We do know this wasn't a suicide bomber. The perp wanted to get away.
I suspect we will find him soon enough. There are so many agencies and people looking for the bomber; unless this was the work of someone who remotely triggered the bombs by cell phone from somewhere far, far away, there's not going to be anywhere to hide. Also: So many cameras everywhere these days. The bomber -- or the person who placed the bombs -- is on film in downtown Boston. Almost certainly.
As we did after 9/11, we will probably over-react. New invasive rules on transport systems, more spying, more surveillance .... all things that wouldn't have prevented a single angry bomber from carrying out the attacks. People who are opposed to gun control will say: See! Gun-control laws won't stop pressure-cooker bombs!

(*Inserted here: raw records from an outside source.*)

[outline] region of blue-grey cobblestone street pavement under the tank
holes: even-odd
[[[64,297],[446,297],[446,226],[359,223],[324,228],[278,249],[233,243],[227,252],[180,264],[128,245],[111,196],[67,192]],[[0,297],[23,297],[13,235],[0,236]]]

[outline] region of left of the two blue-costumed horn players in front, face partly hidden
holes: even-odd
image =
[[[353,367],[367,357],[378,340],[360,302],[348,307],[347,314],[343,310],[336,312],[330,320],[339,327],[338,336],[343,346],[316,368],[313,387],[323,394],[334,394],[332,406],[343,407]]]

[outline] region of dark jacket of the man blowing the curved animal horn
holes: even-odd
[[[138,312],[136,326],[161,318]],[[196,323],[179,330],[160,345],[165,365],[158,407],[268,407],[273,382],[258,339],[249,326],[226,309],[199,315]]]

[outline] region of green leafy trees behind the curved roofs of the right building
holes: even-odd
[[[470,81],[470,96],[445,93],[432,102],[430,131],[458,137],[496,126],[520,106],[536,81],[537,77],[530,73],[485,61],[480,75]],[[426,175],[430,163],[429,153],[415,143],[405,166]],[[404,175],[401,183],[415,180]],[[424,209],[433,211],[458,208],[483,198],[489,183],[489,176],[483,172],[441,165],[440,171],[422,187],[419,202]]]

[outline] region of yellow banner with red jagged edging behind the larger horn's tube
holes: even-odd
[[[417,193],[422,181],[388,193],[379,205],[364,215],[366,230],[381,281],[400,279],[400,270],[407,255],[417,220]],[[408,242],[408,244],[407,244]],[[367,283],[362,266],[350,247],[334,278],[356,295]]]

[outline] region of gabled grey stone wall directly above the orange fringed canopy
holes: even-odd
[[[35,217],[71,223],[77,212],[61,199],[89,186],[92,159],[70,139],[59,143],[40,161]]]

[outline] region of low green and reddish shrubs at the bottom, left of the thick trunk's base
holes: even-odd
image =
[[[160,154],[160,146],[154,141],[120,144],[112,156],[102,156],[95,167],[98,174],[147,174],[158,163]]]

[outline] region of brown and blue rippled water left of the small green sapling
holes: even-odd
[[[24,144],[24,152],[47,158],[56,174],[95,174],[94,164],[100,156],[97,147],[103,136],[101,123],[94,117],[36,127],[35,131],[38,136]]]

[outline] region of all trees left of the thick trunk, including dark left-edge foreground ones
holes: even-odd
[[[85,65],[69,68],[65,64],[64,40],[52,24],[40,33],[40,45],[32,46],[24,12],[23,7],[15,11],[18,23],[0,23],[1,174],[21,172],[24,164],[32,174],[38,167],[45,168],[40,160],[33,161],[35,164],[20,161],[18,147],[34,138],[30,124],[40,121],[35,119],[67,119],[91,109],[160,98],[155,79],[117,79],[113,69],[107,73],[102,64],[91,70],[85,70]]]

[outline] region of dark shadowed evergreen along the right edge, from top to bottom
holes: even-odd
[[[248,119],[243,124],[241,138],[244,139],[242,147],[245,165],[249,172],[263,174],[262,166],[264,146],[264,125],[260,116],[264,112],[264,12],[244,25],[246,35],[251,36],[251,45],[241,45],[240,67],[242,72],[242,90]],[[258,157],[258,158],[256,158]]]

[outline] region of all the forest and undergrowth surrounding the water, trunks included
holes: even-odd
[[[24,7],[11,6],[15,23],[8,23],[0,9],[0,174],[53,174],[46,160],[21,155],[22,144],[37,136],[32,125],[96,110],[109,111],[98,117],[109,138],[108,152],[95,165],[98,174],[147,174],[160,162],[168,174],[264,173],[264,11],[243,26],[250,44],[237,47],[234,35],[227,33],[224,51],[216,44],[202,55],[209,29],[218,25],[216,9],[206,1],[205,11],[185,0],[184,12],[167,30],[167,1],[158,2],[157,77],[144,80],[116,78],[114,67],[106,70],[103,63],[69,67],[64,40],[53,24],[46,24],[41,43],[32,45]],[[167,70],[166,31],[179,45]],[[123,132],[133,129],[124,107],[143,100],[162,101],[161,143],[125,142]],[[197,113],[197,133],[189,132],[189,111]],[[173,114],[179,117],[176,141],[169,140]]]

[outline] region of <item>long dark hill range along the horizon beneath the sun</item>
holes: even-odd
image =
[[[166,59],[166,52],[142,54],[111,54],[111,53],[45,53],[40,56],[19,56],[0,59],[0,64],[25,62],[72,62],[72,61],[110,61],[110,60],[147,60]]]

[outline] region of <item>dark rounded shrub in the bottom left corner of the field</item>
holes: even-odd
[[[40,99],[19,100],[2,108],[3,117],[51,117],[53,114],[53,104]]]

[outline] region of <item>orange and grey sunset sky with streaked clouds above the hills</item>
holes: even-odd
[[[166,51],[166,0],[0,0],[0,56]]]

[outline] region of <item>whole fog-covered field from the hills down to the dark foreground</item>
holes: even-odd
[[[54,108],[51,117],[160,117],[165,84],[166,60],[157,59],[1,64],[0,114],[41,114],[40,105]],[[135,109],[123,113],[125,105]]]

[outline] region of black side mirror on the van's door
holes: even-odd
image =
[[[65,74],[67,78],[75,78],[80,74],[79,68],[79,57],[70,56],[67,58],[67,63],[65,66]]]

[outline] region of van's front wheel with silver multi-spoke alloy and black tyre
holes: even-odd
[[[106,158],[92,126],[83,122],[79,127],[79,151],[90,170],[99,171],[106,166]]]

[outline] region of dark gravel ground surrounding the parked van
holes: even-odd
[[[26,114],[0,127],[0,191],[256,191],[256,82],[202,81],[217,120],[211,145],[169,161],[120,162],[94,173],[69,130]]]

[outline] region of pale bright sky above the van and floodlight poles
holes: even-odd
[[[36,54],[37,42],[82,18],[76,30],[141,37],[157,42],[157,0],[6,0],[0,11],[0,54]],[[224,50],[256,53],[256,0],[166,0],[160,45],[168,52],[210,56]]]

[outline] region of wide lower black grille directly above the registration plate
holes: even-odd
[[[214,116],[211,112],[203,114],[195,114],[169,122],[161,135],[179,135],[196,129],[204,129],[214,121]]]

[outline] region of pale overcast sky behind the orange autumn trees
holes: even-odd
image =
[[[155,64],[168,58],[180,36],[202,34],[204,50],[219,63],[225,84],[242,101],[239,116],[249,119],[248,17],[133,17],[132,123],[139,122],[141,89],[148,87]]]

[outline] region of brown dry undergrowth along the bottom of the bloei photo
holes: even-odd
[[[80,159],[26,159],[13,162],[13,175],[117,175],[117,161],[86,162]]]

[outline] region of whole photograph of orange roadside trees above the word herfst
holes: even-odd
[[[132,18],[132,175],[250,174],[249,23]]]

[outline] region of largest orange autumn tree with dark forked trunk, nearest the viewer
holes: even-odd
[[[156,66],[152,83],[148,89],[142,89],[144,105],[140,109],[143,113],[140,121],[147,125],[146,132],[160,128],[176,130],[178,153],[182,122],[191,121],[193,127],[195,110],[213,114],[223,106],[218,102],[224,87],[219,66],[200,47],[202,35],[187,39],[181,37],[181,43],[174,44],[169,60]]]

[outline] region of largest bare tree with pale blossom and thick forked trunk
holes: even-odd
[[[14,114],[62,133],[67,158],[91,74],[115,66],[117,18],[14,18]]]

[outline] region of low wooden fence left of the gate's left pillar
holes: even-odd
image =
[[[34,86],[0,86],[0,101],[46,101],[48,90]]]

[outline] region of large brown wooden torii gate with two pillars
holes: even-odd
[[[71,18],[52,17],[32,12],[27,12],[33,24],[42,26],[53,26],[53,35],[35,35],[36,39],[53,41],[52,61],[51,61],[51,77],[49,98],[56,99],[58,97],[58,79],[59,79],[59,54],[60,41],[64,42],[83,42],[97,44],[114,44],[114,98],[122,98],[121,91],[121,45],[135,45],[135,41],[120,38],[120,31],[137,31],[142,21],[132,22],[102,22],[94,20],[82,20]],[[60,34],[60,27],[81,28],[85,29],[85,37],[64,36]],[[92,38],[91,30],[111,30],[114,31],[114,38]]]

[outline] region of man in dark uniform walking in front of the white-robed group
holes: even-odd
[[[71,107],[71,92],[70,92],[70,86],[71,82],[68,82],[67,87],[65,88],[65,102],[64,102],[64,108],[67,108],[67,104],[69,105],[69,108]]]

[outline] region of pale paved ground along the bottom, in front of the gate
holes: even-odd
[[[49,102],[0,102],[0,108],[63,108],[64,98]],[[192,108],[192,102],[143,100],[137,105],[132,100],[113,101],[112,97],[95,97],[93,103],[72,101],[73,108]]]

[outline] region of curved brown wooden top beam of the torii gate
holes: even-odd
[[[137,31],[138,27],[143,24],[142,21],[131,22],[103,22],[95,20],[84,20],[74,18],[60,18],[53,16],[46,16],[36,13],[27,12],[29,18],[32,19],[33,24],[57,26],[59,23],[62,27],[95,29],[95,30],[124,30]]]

There will be increased security at public sports events. I don't know how they're going to deal with Bay to Breakers, which not only winds through the city, past lots of places where bombs could be hidden, but also involves thousands of trash cans and porta-potties. You can't get rid of those; the people who live along the course would be livid when their front yards and driveways became trash heaps and pissoirs. Searches will be more serious at AT&T park, which means lines will be longer. We can live with that.
If you want some perspective on what it feels like to be terrorized, check out my old friend Don Ray's blog on "the sitting duck syndrome." He notes:
The bombs that exploded at the finish line of the Boston Marathon have created the same response in people across the United States. The repeated blasts (repeated and repeated and repeated on television) have communicated with the primitive, “I have to survive” reptilian brains of millions of people. It has put them on notice that, “It could happen here. Today. Tomorrow. Even right now.” Welcome to the world of terrorism. It’s very effective. People in other parts of the world already know about this. So in the coming weeks and months, some of us will feel the need to carry weapons or to avoid crowds completely. Others of us will look at the violence that’s happening in distant parts of the world and maybe begin to become a little bit empathic. Maybe — just maybe — some of us will equate U.S. drones and missiles and bombs with the sitting duck, unexpected violence that is the intended byproduct of terrorists.
Not to get all foreign-policy preachy here, but that's something to think about.